Photo courtesy of Lexington Ballet.
Lexington Ballet is days away from debuting Fabric of Dance III, its
fall program that showcases different styles of dance, from classical
to avant garde; but the school took time from its rehearsal schedule
last week for a very different kind of dance instruction.
Jacques d'Amboise, the onetime principal dancer of the New York City
Ballet and founder of the National Dance Institute, taught the students
in a one-day workshop, which led to a performance this weekend. When I
interviewed him on Friday with another reporter, he had no music and no absolute choreography
in mind. He had a percussionist they'd found that morning, a beginning
and an ending.
His own beginning as a artist led him to a different kind of
understanding of dance and music. He began dancing as a child, and by
age 12, was performing with the group that would become the New York
City Ballet. He had only one year of high school, then left to pursue
dance full time. He worked with George Balanchine starting as a
teenager -- "At 16, Balanchine taught me how to have tea with the
Queen. Hold the saucer, pick up one lump of sugar, use a silver spoon,
make a half turn. The worst was to make sound. Always leave tea in the
cup." -- and was dancing in stage and film within a few years.
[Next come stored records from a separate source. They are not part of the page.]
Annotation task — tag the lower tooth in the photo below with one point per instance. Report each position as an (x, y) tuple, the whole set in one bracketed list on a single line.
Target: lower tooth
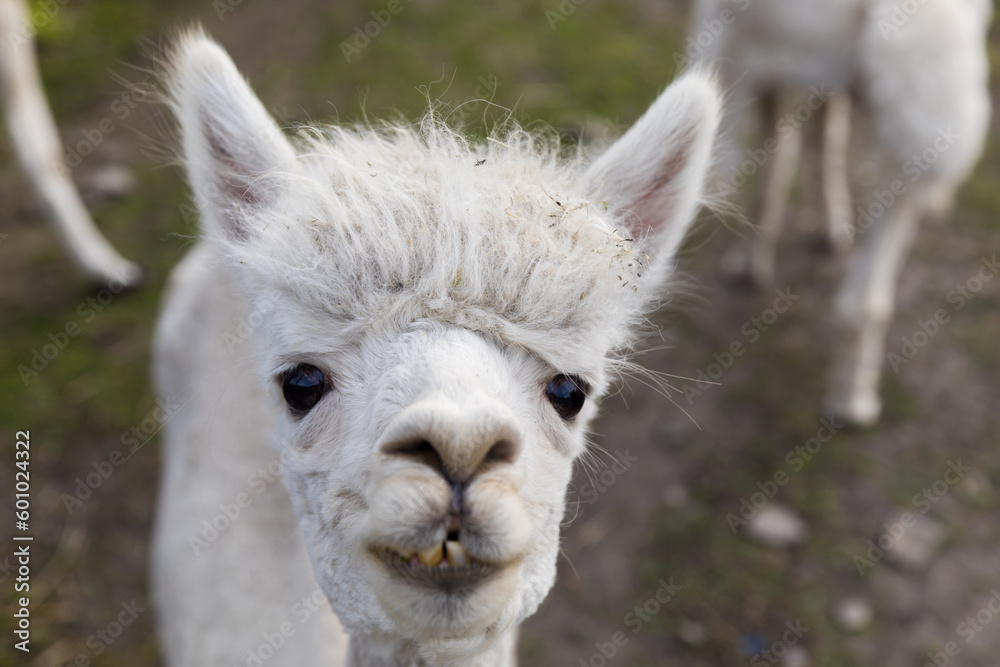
[(455, 553), (430, 557)]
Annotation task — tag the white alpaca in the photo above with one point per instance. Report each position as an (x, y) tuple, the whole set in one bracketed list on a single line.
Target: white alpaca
[(921, 77), (434, 322), (36, 142)]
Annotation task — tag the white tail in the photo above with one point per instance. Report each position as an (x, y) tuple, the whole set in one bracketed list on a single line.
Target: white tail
[(36, 142)]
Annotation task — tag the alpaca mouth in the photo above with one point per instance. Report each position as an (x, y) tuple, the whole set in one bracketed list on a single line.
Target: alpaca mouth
[(445, 567)]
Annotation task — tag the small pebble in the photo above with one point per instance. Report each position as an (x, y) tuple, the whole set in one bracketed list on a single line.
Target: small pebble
[(777, 526), (796, 657), (853, 614), (918, 544), (692, 633)]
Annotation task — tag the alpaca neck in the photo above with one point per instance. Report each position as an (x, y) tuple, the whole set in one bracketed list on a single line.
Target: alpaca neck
[(386, 651)]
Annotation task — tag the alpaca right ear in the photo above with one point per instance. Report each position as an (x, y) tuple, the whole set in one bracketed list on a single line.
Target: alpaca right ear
[(653, 178), (235, 152)]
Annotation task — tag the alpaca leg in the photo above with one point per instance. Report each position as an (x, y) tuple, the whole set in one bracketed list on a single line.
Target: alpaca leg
[(836, 191), (864, 308), (756, 263), (33, 134)]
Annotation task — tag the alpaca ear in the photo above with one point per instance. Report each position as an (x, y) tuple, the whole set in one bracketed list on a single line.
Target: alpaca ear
[(653, 177), (235, 153)]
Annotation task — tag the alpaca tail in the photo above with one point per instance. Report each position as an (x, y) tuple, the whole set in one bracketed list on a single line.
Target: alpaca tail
[(36, 142)]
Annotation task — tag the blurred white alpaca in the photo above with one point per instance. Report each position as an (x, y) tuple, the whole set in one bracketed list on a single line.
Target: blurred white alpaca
[(433, 323), (39, 150), (919, 71)]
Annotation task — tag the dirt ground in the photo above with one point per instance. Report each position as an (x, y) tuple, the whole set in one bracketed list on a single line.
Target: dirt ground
[(654, 516)]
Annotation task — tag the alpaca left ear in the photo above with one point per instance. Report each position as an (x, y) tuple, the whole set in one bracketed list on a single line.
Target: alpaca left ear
[(653, 177), (235, 153)]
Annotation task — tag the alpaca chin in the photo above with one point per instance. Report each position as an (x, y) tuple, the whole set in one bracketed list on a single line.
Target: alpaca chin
[(469, 619)]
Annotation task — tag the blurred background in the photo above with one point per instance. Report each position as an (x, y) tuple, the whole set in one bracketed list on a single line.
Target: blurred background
[(687, 502)]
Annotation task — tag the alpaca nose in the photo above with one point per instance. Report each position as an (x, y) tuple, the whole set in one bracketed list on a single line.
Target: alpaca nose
[(460, 442)]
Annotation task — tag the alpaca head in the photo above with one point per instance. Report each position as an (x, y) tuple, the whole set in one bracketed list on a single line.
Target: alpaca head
[(441, 320)]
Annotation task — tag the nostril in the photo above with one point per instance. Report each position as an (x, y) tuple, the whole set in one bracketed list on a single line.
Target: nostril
[(419, 450), (503, 451)]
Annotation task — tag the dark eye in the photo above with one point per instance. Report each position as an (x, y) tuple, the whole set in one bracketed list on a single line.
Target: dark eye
[(303, 387), (567, 395)]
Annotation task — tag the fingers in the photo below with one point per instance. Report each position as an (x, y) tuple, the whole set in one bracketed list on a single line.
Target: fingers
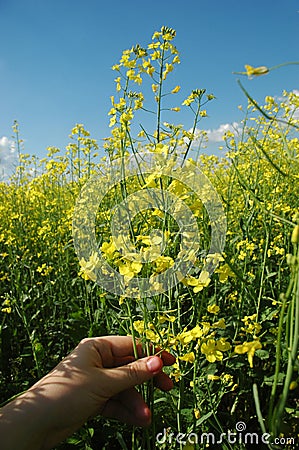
[(121, 348), (128, 407)]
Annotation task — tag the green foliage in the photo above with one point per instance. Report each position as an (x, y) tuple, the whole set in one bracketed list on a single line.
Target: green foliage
[(235, 334)]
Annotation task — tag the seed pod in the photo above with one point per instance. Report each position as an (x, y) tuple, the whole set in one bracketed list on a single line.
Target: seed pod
[(295, 235)]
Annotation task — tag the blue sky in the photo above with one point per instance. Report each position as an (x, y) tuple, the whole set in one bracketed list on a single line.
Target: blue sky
[(56, 58)]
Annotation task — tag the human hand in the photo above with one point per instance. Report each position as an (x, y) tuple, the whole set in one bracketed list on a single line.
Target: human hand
[(98, 377)]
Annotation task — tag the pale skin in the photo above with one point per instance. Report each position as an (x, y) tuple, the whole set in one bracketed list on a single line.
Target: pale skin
[(98, 377)]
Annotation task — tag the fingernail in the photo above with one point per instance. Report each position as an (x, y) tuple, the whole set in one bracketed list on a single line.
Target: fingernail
[(154, 364)]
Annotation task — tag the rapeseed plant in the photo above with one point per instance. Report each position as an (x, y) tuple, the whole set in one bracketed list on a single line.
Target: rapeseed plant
[(231, 330)]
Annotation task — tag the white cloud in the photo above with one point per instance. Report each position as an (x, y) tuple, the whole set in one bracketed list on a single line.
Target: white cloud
[(216, 134), (8, 157)]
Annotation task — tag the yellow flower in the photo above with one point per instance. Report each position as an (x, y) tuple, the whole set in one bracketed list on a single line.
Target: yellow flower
[(213, 309), (88, 267), (130, 269), (212, 377), (210, 349), (108, 248), (188, 357), (139, 326), (163, 262), (196, 413), (176, 89), (249, 348), (220, 324), (256, 71), (223, 345), (224, 272), (199, 283)]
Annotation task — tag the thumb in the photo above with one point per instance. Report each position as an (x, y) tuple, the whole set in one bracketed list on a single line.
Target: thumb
[(137, 372)]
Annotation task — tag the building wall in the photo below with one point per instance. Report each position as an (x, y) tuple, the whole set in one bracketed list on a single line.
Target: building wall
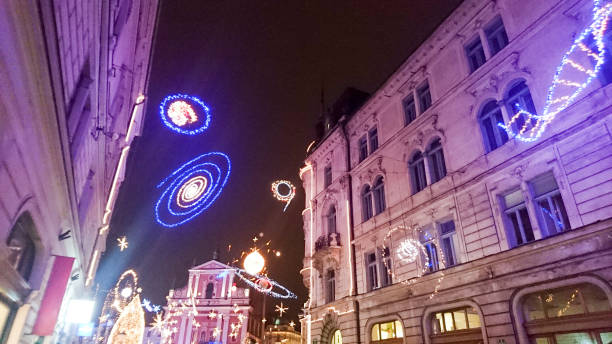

While d'Amboise enjoyed making films like Seven Brides of Seven Brothers and Carousel,
he thought Hollywood too undisciplined. If call was at 8 a.m., he'd be
there hours earlier to stretch up and warm. By 8 a.m., he'd be drenched
in sweat and still the only one on set. "The discipline of ballet is
extraordinary," he says. "It's not there in the movies. I'm so glad I
did all those movies, I would do them again, I would do them
differently, but I missed the discipline and commitment of the ballet."
He began teaching dance while he continued to perform. Even without a
high school diploma, he has taught at several colleges and
universities. He continues to work with students, like those at the
Lexington Ballet, because he likes "working with children, whether 1 or
2 or 90. I like to find the child in everyone and engage that child's
imagination."
Art, he realizes now, is an expression of emotion, wonder and play. "If you stop to think of play, it's a form of preparing someone for life," he says. "Winning and losing, teamwork, independently trying to be better. It's an exercise in survival."